According to the report, goods producers raised their purchasing activity in March in order to support growth in new orders and mitigate against future hikes in costs. However, the pace of growth eased from January’s recent high as high input prices deterred some goods producers.

“Despite a slight slowdown, March data revealed pressures on inflation and supply chains easing. Operating expenses rose at the slowest pace in 27 months, while the incidence of delays was among the weakest since the current sequence of deterioration in vendor performance began in August 2019. Business confidence across the sector remained upbeat, as strong demand conditions buoyed optimism in the outlook for future output,” Baluch said.

Based on the data, inflationary pressures eased as greater demand for inputs, higher prices for energy and material scarcity continued to drive operating expenses.

That said, S&P said the rate of input price inflation was the slowest since December 2020, and softer than the historical average.

The pace of charge inflation also eased from February and was solid overall, as some firms mentioned that increased competition resulted in less marked upticks in selling prices.
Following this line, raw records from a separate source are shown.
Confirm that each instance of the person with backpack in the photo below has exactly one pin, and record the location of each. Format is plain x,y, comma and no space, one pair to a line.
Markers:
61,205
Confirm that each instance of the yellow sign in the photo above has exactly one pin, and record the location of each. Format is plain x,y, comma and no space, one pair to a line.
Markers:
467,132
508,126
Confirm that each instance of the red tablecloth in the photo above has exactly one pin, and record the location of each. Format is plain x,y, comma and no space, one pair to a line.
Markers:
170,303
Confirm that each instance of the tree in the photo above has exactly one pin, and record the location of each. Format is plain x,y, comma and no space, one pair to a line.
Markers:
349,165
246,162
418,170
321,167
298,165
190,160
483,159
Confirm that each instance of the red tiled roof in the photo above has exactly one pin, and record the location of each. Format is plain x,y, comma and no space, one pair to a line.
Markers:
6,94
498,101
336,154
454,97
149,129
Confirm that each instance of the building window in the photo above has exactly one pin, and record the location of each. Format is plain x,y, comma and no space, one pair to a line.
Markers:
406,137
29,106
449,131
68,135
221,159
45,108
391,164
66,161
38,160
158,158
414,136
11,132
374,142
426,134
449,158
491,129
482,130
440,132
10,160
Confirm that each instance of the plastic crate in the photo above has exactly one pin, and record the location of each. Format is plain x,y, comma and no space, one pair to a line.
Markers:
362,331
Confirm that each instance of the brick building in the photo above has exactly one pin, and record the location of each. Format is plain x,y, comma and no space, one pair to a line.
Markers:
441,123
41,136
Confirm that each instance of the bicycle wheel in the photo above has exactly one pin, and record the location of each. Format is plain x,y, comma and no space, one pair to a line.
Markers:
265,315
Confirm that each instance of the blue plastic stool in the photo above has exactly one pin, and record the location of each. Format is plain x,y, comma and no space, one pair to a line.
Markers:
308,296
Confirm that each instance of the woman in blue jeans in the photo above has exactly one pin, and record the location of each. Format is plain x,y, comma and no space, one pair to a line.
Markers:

“Filipino manufacturers remained strongly optimistic, with more than half of the respondents predicting growth in output in the year ahead. That said, the degree of confidence was below the historical trend,” the report stated.

Last week, higher consumer demand for various products and services as well as the reopening of the economy made businesses in the country optimistic about the next 12 months, according to the Bangko Sentral ng Pilipinas (BSP).

Based on the data, business confidence for the next 12 months rose to 61.9 percent from 46.2 percent in the last quarter of 2022.

However, the optimism of businesses was not as high as the 69.8 percent level recorded in the first quarter of 2022, as businesses expect more borrowings and higher inflation at least for the first quarter of 2023 and in the near-term.

Other reasons cited by the BSP for the rise in optimism were the increased business activities and sustained economic recovery as well as expansion and new business opportunities in health care, manufacturing, and construction subsectors.

In terms of inflation expectations, businesses said they expect inflation to breach the upper end of the national government’s 2 to 4 percent target for 2023 and 2024.

Businesses expect inflation for the first and second quarters of 2023 to average 7 percent and 6.9 percent, respectively. However, in the next 12 months, inflation is expected to be lower at 6.6 percent.